The basic strategy for the assignment of the 1H and 13C NMR signals of each compound is as follows: one anomeric position for the xylose residue; one, two or three anomeric positions of glucose residues; and one quaternary carbon for the fructose residue in each saccharide molecule. The starting point for the assignment is the anomeric protons. The two-dimensional (2D) 1H-1H COSY spectrum [9, 10] reveals the connectivities of the protons in each spin system from H-1 to H-5 in the xylose and H-1 to H-6 in the glucose residues. The results from HSQC  and HSQC-TOCSY  then enable the assignment of the carbons attached to those protons and the separation of the carbon and proton of each saccharide. The HMBC spectra are also used to confirm the intra-residual assignments in the region where the protons cannot be assigned by 1H-1H COSY owing to signal overlapping [13, 14]. With regard to the fructose units, one particular quaternary carbon (C-2) should be correlated with hydroxymethine protons at H-3 or H-4 by HMBC.
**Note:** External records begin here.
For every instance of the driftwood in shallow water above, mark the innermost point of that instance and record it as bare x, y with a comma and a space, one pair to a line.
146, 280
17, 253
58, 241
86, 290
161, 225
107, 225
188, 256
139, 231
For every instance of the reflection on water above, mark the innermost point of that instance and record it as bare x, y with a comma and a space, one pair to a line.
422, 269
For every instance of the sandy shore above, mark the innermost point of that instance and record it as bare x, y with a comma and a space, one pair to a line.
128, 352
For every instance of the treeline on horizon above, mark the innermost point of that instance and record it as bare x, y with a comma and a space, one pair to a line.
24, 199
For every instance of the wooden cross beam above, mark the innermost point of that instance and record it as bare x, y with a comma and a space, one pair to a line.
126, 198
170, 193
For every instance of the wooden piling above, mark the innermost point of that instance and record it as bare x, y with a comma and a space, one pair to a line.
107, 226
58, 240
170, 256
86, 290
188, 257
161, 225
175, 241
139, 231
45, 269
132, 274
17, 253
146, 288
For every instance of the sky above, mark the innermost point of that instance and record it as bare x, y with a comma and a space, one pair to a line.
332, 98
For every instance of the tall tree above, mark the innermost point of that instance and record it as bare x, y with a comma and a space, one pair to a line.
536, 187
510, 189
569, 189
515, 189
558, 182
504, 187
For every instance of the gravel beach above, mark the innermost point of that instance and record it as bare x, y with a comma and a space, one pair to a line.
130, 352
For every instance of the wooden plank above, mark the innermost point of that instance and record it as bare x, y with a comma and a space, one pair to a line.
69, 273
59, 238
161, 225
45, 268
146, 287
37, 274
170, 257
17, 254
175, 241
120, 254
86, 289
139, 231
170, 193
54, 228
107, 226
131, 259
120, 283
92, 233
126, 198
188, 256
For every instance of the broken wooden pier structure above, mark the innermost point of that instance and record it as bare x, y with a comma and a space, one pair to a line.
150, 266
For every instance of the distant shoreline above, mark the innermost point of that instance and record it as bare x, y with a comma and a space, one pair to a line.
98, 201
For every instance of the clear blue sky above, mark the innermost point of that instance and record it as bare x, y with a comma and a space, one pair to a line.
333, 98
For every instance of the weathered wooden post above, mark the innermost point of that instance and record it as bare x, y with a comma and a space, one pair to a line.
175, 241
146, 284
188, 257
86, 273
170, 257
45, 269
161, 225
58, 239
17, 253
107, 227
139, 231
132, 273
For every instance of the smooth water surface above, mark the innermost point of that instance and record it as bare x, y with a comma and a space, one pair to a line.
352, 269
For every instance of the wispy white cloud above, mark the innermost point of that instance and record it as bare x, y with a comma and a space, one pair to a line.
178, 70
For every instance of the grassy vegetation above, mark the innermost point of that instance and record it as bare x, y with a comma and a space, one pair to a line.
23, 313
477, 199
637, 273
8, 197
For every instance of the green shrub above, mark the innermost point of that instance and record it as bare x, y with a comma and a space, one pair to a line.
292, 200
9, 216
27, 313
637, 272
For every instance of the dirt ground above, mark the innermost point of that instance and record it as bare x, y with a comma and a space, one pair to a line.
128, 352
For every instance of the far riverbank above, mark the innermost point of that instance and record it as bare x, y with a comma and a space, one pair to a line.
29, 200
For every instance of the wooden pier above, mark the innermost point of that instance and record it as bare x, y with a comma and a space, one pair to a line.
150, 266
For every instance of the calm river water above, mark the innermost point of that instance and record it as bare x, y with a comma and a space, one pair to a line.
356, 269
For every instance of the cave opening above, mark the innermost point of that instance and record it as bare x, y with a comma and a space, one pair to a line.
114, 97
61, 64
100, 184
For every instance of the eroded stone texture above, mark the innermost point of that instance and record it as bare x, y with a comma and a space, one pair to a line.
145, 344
The proton network of Fru from H-3 to H-6 can be assigned by 1H-1H COSY and the attached carbons by HSQC. The residual H-1 and C-1 can be correlated with C-2 or C-3 and H-3, respectively, by HMBC.
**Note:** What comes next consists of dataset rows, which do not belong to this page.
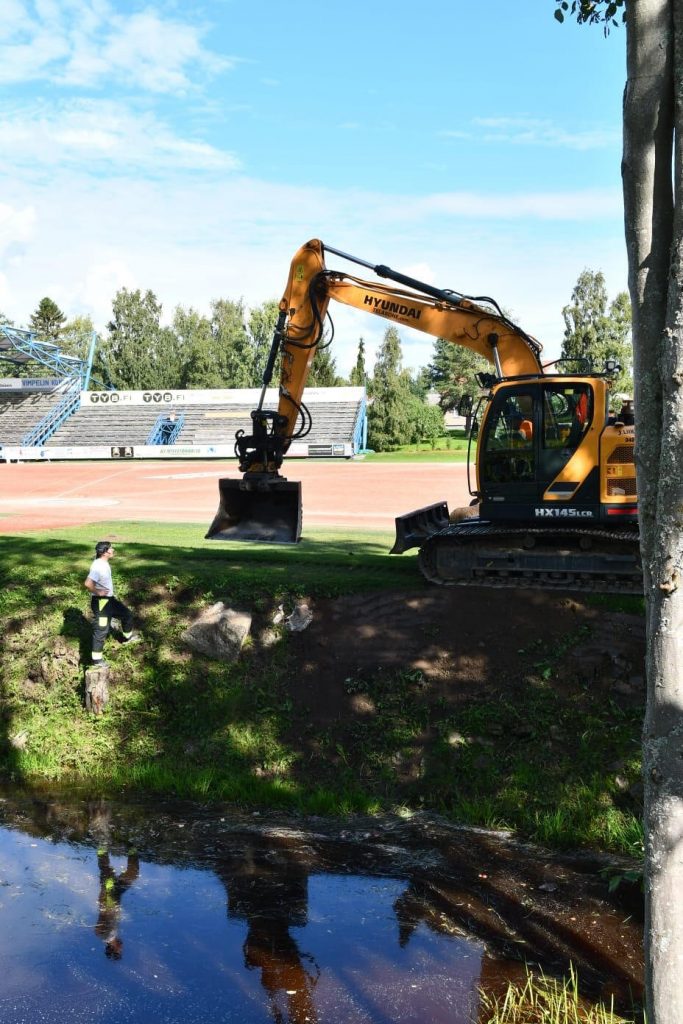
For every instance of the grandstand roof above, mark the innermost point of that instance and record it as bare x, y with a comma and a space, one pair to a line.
18, 347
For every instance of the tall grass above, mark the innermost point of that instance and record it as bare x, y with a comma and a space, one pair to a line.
546, 1000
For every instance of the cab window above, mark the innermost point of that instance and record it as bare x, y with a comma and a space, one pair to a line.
509, 451
567, 412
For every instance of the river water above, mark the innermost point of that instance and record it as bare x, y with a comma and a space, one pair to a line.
114, 912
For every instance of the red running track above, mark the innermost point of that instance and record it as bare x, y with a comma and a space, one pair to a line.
42, 496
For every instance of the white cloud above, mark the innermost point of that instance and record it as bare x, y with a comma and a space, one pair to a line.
572, 206
191, 240
530, 131
87, 42
93, 132
15, 224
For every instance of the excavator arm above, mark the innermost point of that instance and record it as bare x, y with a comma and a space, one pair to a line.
263, 505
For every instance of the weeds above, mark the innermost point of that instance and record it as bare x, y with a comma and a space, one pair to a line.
536, 760
546, 1000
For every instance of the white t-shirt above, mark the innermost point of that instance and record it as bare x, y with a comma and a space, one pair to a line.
100, 573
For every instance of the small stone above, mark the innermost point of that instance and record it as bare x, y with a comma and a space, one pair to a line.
300, 619
219, 633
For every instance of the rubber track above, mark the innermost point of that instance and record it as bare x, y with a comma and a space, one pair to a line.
467, 538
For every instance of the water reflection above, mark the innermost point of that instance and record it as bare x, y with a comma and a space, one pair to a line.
112, 888
294, 947
211, 919
270, 894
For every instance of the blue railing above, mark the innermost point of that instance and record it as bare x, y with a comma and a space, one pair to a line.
53, 420
165, 431
360, 428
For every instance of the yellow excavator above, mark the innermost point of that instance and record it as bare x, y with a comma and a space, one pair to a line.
554, 497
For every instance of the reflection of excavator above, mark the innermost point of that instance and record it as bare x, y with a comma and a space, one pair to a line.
555, 477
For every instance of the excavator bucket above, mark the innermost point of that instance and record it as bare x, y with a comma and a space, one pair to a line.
414, 527
269, 512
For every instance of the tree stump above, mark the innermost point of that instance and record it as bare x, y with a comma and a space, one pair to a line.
96, 688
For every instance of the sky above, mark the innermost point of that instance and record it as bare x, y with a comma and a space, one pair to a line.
191, 148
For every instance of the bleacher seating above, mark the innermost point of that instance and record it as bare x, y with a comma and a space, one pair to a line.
334, 422
19, 411
95, 425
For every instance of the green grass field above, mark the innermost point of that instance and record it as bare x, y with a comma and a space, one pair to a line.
181, 724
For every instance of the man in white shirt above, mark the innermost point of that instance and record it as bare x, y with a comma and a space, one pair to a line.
104, 605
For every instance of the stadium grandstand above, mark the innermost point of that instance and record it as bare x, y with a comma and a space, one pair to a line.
58, 418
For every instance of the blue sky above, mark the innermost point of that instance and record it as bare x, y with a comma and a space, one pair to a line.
190, 148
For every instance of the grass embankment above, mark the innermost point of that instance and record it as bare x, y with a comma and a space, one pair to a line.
545, 1000
450, 448
178, 723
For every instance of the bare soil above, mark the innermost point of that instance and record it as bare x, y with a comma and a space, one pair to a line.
466, 643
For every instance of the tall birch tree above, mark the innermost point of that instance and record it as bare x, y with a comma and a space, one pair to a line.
652, 179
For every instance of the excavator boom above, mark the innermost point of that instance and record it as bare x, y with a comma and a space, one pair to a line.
263, 505
555, 493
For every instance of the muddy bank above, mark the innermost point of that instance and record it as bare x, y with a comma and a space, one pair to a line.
523, 903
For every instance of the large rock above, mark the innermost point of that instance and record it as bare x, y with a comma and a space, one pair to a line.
218, 633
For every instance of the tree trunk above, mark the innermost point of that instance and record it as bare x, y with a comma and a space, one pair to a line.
655, 282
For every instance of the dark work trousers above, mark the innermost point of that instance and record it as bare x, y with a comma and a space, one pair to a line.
103, 610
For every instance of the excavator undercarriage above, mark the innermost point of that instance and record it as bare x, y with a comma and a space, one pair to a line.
479, 553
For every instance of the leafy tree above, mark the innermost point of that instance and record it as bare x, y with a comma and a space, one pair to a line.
76, 337
652, 186
395, 415
452, 372
358, 376
324, 369
195, 347
47, 321
262, 321
598, 332
421, 383
233, 350
137, 353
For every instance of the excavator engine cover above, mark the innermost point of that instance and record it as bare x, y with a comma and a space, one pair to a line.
413, 528
266, 511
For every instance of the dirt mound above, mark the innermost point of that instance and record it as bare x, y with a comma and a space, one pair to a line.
466, 642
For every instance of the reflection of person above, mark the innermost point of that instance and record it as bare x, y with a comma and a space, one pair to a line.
268, 889
104, 605
112, 888
269, 946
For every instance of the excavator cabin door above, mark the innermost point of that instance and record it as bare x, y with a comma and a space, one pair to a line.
527, 455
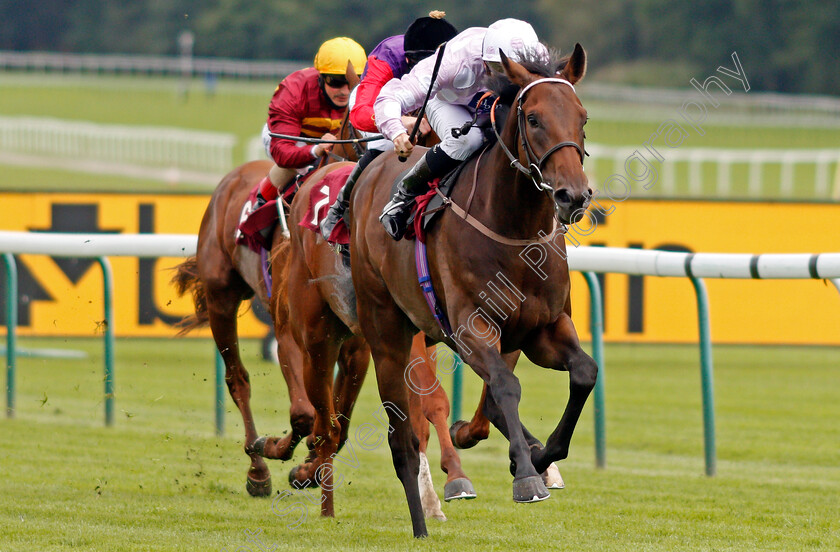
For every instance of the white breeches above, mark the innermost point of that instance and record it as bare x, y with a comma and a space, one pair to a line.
444, 117
381, 145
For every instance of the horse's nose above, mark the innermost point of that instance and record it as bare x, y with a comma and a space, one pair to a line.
571, 205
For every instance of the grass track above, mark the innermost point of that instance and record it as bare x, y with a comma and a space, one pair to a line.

The inter-residual HMBC correlation peaks between H-1-Xyl and C-2-Fru, and H-1-Glc and C-2-Xyl determined the attachment of Fru to C-1 of Xyl and the Xyl to C-1 of Glc. The linkages of one, two and three glucose residues were identified with the inter-residual H-1-Glc'/C-2-Glc and H-1-Glc"/C-2-Glc' correlation peaks in the HMBC spectrum.
Finally, the coupling patterns of overlapped 1H signals were analyzed using SPT (selective population transfer) experiment.
The HSQC spectrum was unhelpful in the assignment of these methylene signals, since the chemical shift difference between the C-6 carbons of interest is very small. Therefore, the resolution enhancement of the 2D HSQC method could be achieved by CH2-selected editing (E)-HSQC in which the 13C spectral width was limited in the range of the methylene carbons. This enabled sufficient 13C resolution to separate each CH2 signal of H-5/C-5 in the xylose residue, and H-6/C-6 in the glucose and fructose residues, thus leading to the unambiguous assignment of the methylene proton's chemical shift.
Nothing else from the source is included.